"""===================================================
Is the green valley a rainbow mountain in disguise?
===================================================
There's a hill with a green chair, lined by birch, a green valley, if
you will.
It's a place I have spent much time musing about space and time.
This module is about a new mountain, where the jackets are all colours
of the rainbow.
It asks if there is in fact no valley at all, but an illusion of such
due to the assumption that redshift and distance follow an exact
Hubble law.
::
The *green valley* is a wide region separating the blue and red
peaks in the ultraviolet optical color magnitude diagram, first
revealed using GALEX UV photometry.
This is how the green valley galaxies are described by the 2014 paper
of Samir Salim: https://arxiv.org/pdf/1501.01963
Here is an image and caption from the paper:
.. image:: images/samir.png
It is based on observations of distant galaxies in the ultra-violet
spectrum, specifically what is referred to as the NUV-r range.
NUV stands for Near Ultraviolet and -r, I presume, is an indication
that the frequencies have been shifted to make it look like the
familiar red to blue frequency range in light. update: it appears in
the literature that NUV-r is taken as a good indicator of star
formation rate.
In effect, the telescopes making the observations are taking the
temperature of the galaxy being observed, the hotter it is, the bluer
the result.
It is also possible to measure the red-shift, with good precision, of
each galaxy that is observed.
Assuming an exact Hubble law, we can translate redshift into distance.
If it is also assumed that there was a big bang, redshift is used to
estimate the age of the galaxy.
Once we have the distance, we can translate the apparent magnitude into
an absolute magnitude.
Combining this with the age of the galaxy we get an estimate of star
formation rate.
The curious observation is that across a wide range of magnitudes we
see many red galaxies and many blue galaxies, but far fewer in the
green region, a green valley if you will.
The conclusion is that there are two classes of galaxies. Ones that
are actively forming stars and ones that are less active in forming
stars. It is also assumed the transition from active to quiescent
galaxies happens rapidly, hence we see fewer galaxies in this stage.
Explaining the Green Valley
---------------------------
What if the relationship between redshift and distance is not in fact
exact?
There is good evidence for this from the Dark Energy Survey, based on
observations of supernovae, that the relation is not exact.
.. image:: images/supernova.png
This is a central theme of :ref:`gotu`. de Sitter Space, a uniformly,
curved space-time, is suggested as a good model for what we see.
In de Sitter Space, the Hubble law only holds asymptotically.
There are galaxies both sides of the asymptote.

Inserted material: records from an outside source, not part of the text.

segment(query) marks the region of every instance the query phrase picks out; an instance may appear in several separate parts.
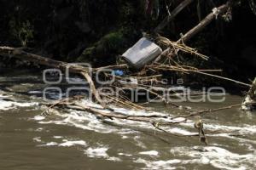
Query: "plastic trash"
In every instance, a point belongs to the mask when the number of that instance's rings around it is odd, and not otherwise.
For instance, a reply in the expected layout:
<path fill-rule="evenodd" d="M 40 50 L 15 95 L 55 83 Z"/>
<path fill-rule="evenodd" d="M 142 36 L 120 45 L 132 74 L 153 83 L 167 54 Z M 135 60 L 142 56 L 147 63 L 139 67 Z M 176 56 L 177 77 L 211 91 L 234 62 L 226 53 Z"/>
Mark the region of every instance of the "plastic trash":
<path fill-rule="evenodd" d="M 161 53 L 162 49 L 158 45 L 146 37 L 142 37 L 122 56 L 132 67 L 141 69 Z"/>

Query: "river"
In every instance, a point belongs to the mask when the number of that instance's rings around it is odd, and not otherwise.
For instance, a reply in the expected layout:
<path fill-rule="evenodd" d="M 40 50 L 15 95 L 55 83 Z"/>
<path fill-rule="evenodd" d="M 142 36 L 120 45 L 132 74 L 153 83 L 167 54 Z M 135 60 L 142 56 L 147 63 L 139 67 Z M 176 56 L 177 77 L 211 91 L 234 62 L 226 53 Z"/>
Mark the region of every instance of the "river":
<path fill-rule="evenodd" d="M 166 135 L 146 122 L 108 123 L 73 110 L 42 116 L 46 85 L 40 75 L 30 71 L 0 73 L 0 169 L 256 168 L 255 112 L 232 108 L 206 114 L 202 119 L 209 144 L 204 146 L 196 137 Z M 242 100 L 238 95 L 225 97 L 222 103 L 182 105 L 201 110 Z M 148 106 L 160 113 L 184 114 L 162 104 Z M 193 120 L 168 130 L 196 132 Z"/>

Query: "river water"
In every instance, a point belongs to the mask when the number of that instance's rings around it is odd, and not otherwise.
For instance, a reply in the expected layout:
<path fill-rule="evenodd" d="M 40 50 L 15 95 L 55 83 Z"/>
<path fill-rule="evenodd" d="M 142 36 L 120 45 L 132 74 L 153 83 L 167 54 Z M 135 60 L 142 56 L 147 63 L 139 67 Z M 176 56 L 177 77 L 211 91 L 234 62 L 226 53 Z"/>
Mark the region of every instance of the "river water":
<path fill-rule="evenodd" d="M 255 169 L 256 113 L 232 108 L 202 116 L 209 144 L 196 137 L 174 137 L 149 123 L 111 120 L 68 110 L 42 116 L 40 74 L 0 74 L 0 169 Z M 222 103 L 182 105 L 201 110 L 241 103 L 226 94 Z M 89 102 L 87 102 L 89 103 Z M 94 104 L 90 104 L 94 105 Z M 150 104 L 154 113 L 184 114 L 184 110 Z M 127 114 L 152 111 L 122 110 Z M 193 120 L 167 131 L 196 133 Z"/>

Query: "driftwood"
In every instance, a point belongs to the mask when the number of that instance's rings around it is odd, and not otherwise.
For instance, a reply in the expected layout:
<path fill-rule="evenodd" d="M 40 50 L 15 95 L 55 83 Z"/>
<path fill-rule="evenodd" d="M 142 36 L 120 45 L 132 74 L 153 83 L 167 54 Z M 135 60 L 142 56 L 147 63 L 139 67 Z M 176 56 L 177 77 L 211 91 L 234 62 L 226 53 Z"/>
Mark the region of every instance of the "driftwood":
<path fill-rule="evenodd" d="M 203 20 L 201 20 L 196 26 L 189 30 L 184 36 L 183 36 L 179 40 L 177 41 L 177 43 L 183 43 L 192 38 L 195 34 L 197 34 L 200 31 L 205 28 L 211 21 L 214 19 L 214 17 L 224 14 L 227 11 L 229 8 L 229 4 L 224 4 L 218 8 L 213 8 L 213 11 L 209 14 Z M 168 53 L 170 53 L 172 48 L 167 48 L 164 50 L 161 54 L 154 60 L 154 63 L 160 61 L 163 56 L 166 56 Z"/>

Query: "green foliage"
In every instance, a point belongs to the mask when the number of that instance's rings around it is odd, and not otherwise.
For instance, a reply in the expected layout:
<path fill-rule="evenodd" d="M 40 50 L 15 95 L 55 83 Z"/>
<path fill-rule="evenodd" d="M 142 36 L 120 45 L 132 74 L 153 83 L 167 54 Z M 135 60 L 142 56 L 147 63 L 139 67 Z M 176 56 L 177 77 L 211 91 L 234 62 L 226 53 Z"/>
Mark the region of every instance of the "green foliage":
<path fill-rule="evenodd" d="M 9 23 L 10 35 L 20 42 L 22 47 L 27 46 L 28 42 L 33 40 L 33 26 L 29 20 L 20 22 L 15 18 L 10 20 Z"/>
<path fill-rule="evenodd" d="M 125 37 L 121 30 L 110 32 L 102 37 L 92 46 L 85 48 L 79 61 L 91 62 L 94 64 L 94 59 L 97 59 L 97 64 L 106 64 L 106 62 L 114 62 L 116 55 L 123 52 Z M 102 60 L 101 60 L 102 59 Z M 102 63 L 100 63 L 102 60 Z"/>

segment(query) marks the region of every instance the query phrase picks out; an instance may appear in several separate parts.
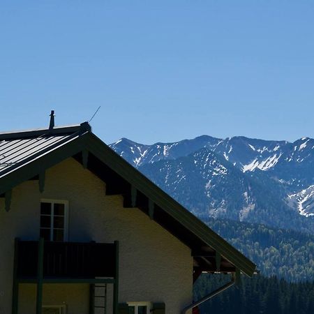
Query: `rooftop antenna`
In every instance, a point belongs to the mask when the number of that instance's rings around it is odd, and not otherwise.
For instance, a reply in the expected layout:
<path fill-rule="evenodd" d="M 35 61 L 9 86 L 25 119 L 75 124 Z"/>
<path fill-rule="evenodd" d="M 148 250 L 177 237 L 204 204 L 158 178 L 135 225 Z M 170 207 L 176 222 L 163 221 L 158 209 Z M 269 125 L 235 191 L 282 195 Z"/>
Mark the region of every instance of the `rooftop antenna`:
<path fill-rule="evenodd" d="M 93 117 L 89 120 L 89 123 L 91 122 L 91 121 L 93 119 L 93 118 L 96 115 L 96 113 L 98 112 L 98 110 L 100 109 L 101 106 L 99 106 L 97 110 L 95 112 L 95 113 L 93 114 Z"/>
<path fill-rule="evenodd" d="M 52 130 L 54 127 L 54 110 L 51 110 L 50 122 L 49 124 L 49 130 Z"/>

Here is an image that
attempts to show the relationship:
.. image:: images/zvr.png
The image was created using the :ref:`spiral` module, simulating many
random galaxies arriving in our visible universe, noting the redshift
and distance of the galaxy as it steps through our time.
At any particular redshift we see galaxies over a wide range of
distances. For galaxies with no redshift (z=0) it turns out that they
are most likely to be at 2/3 of the Hubble distance.
de Sitter Space is a space-time which has the Perfect Copernican
Principle: there are no special places or times in the universe.
In such a universe, there is no overall expansion. It exhibits red
shift, but also blue shift in the form of gamma-ray bursts, galaxies
arriving at the edge our visible universe.
There is an asymptotic relationship between z and d, both in forwards
and backwards time.
Closer to home, there are galaxies bursting on the scene, at z=1.
Half immediately recede, the other half zoom closer. All eventually
converge to the Hubble-law asymptote.
.. image:: images/blueshift.png
The Green Mountain
------------------
Now imagine what happens if this is what we are observing, but we
assume an exact Hubble law to gauge distance and size.
If a galaxy turns out to be nearer than the Hubble law would imply, we
end up over-estimating it's magnitude, since the object we are seeing is
nearer than we think.
If a galaxy is further away than the Hubble law implies, we
under-estimate it's size.
The set of galaxies that are observed varies over 7 magnitudes,
with z < 0.22.
Our sample of galaxies that are further away than we are assuming will
be a sample of large galaxies, that we mistakenly assume are small.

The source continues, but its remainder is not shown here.